現金主義 | 10月の蝉

10月の蝉

取り残されても、どこにも届かなくても、最後まで蝉らしく鳴き続けよう

Suicaにシステム障害が発生して大変だったらしい。

ニュースでちらっと見ただけだからよくわからないのだが、改札が通れなくなった人とかもいたらしい。財布を持ってなくて(つまり現金を持ってなくて)困りましたとか言ってた。

昨今はみな、こういった電子マネーを使うようのだね。

私は財布(現金)を持たずに外出するという発想がなかったので、なんだかキョトンとしてしまった。

そうか、今や、重たい現金、邪魔な財布なんぞは持たずに、スマホ一つでスマートに決済という時代なのだね。

私は完全に時代から取り残されている(笑)

 

私はデジタルネイティブじゃないので、どうも今ひとつそういったデジタル利用には積極的になれない。

スマホの中の数字だけじゃ実感が湧かない。

スーパーで買い物をするとポイントがつく。そのポイントもやっぱりただの数字で、それなりに便利に使わせてもらってるけど、ポイントをためるために買い物をするという発想がない。

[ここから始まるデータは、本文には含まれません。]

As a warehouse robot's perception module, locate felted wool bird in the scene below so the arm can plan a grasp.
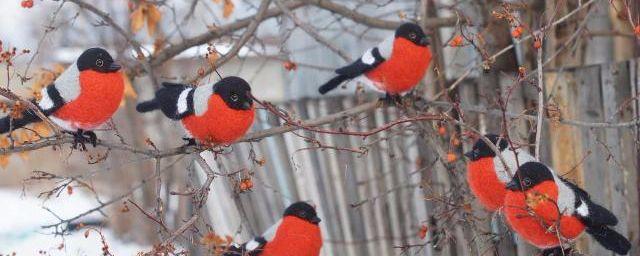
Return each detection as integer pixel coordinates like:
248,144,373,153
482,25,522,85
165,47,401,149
224,202,322,256
0,48,124,149
504,162,631,255
318,23,431,101
136,76,254,145
465,134,536,211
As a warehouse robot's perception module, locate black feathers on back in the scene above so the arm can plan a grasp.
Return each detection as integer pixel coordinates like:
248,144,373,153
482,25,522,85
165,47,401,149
318,47,385,94
587,225,631,255
0,84,64,133
136,82,195,120
560,178,631,255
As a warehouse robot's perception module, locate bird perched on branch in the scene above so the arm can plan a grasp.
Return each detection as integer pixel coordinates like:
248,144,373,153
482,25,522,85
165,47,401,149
318,23,431,102
223,202,322,256
136,76,254,145
504,162,631,255
465,134,536,211
0,48,124,149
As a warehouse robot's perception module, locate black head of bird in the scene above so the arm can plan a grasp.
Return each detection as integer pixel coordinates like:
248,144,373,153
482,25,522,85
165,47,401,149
395,23,429,46
77,48,120,73
284,202,321,225
214,76,253,110
464,134,509,161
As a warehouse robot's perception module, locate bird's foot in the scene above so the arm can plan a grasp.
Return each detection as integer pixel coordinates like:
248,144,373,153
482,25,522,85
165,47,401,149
380,93,402,106
542,246,573,256
182,137,198,147
69,129,98,151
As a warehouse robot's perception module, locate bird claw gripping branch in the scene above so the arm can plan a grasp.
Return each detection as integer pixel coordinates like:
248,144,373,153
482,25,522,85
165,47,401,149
68,129,98,151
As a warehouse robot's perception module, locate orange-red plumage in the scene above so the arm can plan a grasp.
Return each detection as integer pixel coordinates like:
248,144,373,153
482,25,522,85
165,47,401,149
53,70,124,130
504,181,585,248
365,38,431,94
261,216,322,256
467,157,507,211
182,94,254,144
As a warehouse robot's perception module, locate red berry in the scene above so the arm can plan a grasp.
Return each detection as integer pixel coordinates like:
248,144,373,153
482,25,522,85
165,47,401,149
449,35,463,47
511,26,524,38
533,38,542,49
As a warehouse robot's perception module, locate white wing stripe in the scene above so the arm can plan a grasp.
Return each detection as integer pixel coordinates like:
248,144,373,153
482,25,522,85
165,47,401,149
193,84,213,116
38,87,54,110
177,88,193,114
361,48,376,65
378,35,396,60
245,239,260,251
54,62,80,102
576,200,589,217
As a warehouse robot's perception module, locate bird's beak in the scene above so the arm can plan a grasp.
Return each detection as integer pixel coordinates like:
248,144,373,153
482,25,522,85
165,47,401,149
420,37,429,46
104,62,122,72
241,101,252,110
506,179,522,191
464,150,478,161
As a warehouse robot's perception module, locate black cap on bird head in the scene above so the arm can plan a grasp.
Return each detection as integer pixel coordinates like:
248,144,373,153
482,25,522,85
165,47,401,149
76,48,120,73
284,202,321,225
464,134,509,161
213,76,253,110
506,162,554,191
395,23,429,46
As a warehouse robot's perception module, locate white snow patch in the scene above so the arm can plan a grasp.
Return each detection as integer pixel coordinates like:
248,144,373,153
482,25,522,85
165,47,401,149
0,189,150,256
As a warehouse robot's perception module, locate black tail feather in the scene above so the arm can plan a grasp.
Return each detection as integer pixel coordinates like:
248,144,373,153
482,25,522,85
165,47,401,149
318,75,349,94
0,110,41,133
587,226,631,255
136,100,160,113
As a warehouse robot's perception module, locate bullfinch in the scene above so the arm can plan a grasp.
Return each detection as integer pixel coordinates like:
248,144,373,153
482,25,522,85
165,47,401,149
504,162,631,255
465,134,536,212
223,202,322,256
136,76,254,145
0,48,124,149
318,23,431,99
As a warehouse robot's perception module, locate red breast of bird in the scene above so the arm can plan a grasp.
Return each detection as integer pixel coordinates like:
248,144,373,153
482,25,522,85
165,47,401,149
504,181,585,248
53,67,124,130
261,216,322,256
365,37,431,94
467,157,507,211
182,94,255,144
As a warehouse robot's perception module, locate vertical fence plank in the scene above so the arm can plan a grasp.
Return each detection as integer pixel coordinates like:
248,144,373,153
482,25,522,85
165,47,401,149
599,63,631,256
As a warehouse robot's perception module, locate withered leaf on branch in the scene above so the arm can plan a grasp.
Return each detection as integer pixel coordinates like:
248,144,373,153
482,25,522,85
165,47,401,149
222,0,236,19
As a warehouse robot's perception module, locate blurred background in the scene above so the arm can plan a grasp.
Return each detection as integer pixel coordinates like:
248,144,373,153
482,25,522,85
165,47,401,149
0,0,640,255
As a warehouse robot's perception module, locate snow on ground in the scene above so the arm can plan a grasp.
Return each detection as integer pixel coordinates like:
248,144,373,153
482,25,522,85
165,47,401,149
0,189,150,256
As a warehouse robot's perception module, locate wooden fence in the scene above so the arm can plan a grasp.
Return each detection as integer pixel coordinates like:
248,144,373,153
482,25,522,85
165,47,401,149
185,57,640,255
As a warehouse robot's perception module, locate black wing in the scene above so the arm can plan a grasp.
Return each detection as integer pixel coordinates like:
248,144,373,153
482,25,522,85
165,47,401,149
222,237,267,256
318,47,385,94
136,82,195,120
0,84,64,133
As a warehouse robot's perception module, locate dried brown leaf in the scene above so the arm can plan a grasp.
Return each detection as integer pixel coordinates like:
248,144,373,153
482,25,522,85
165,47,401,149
147,4,162,36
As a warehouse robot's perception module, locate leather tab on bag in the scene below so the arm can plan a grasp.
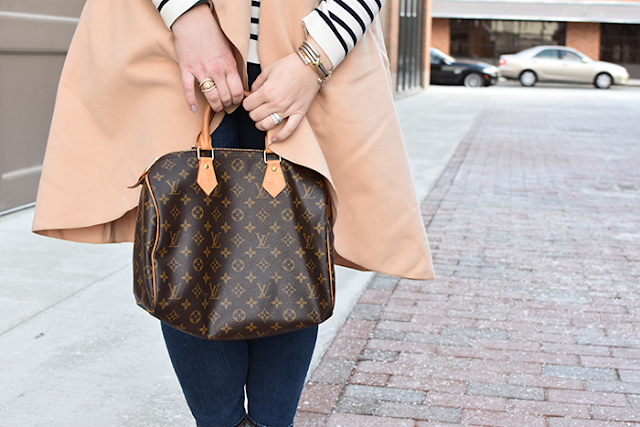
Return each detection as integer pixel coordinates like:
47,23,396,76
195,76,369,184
196,157,218,196
262,159,287,199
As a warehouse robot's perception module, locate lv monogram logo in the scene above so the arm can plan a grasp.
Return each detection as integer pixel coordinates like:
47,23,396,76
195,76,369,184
257,283,271,299
302,182,317,199
166,179,181,196
307,283,320,299
302,233,314,249
211,232,222,249
254,182,269,199
209,283,220,299
168,283,182,301
169,231,180,248
256,233,271,249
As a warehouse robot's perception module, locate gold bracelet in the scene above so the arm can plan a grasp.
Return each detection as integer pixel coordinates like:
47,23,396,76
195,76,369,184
298,40,332,86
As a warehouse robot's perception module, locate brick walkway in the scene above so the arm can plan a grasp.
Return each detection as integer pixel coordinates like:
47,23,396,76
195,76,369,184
296,88,640,427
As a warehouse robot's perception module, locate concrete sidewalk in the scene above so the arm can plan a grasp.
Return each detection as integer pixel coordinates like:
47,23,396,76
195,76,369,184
296,85,640,427
0,87,489,427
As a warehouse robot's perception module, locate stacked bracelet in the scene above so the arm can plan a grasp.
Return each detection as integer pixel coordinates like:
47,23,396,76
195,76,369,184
298,40,331,86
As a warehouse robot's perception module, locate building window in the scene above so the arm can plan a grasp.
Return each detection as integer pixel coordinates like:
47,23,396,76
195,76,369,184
600,24,640,64
451,19,567,63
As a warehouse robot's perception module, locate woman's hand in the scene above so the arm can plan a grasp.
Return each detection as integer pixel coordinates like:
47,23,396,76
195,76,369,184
171,5,244,113
243,38,331,142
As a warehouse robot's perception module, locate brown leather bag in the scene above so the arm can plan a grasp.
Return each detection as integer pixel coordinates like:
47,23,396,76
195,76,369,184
133,106,335,340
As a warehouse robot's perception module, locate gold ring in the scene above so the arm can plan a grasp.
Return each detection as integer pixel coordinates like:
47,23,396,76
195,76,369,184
200,79,216,93
269,113,284,126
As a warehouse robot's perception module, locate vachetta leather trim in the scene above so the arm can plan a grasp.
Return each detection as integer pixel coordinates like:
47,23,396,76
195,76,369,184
196,157,218,196
262,159,287,199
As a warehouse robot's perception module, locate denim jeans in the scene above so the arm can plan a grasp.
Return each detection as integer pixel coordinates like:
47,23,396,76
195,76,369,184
162,65,318,427
162,324,318,427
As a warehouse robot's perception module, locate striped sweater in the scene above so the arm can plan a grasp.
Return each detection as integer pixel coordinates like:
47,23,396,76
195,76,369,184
152,0,385,67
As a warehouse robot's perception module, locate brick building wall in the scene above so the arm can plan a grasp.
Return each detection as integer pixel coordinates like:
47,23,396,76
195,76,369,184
431,18,451,55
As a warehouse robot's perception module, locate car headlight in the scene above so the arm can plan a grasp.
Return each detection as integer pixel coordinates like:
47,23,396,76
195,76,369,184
482,67,498,76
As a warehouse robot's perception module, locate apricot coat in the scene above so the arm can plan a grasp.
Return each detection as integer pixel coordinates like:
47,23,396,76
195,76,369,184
33,0,433,279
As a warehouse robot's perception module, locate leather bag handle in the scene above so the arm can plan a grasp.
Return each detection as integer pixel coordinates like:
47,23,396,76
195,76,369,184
196,96,273,154
196,99,287,198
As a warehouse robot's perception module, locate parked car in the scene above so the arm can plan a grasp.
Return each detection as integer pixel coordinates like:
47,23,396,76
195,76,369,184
499,46,629,89
430,47,500,87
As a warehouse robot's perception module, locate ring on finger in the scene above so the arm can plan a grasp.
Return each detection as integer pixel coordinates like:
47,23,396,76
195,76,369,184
269,113,284,126
200,79,216,93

そういえば、マイナンバーカードを作ったときもそうだった。たくさんポイントがつくというのがウリだったみたいだが、だからなんだ、というのがあった。そのポイントをもらうためにあれこれ手続きするほうがめんどくさいと思ってしまった。

それにねえ。やっぱりそういうシステムって故障とか障害がつきものなのだ。

「スマホでピッ」みたいにいうけど、その画面を呼び出すのに四苦八苦してるのを見ると、その間に財布から現金を出して払ったほうが早いんじゃないかと思ってしまう。

 

電子書籍もそうだ。

物理的に物体を所有しなくてもいいというのがメリットだと言われたけど、当初から「そのサイトが使えなくなったらどうするんだ」という思いがあった。

ネットのサイトはいとも簡単に消滅する。閉鎖される。そういう不信感があった。

案の定どこかのサイトが閉鎖されて、ダウンロードした書籍が読めなくなったという話も耳にした。そもそも電池がなくなったら使えなくなってしまうわけで、それほど便利とも思えなかった。いや、便利なのは便利なのかもしれないけど。

たとえ何かを読んでいるのだとしても傍から見たら「スマホを眺めているだけ」にしか見えなくて、「電車の中ではみんなスマホを見ている」という批判は常に存在する。まああれもどうかと思うけどね。こういう批判をする人の頭の中では「スマホを見る=ゲームをする」という図式しかないみたいだから。

 

私は古い人間なので、やっぱり物理的な存在が重要だと思ってしまう。

お金もそう。本もそう。映像もDVDという物体で所有しないと安心できない。

いつか現金という存在もなくなってしまうのだろうか。みんなデジタル機器の中の数字になってしまうのだろうか。世の中の趨勢はそっちに向いているようだけどね。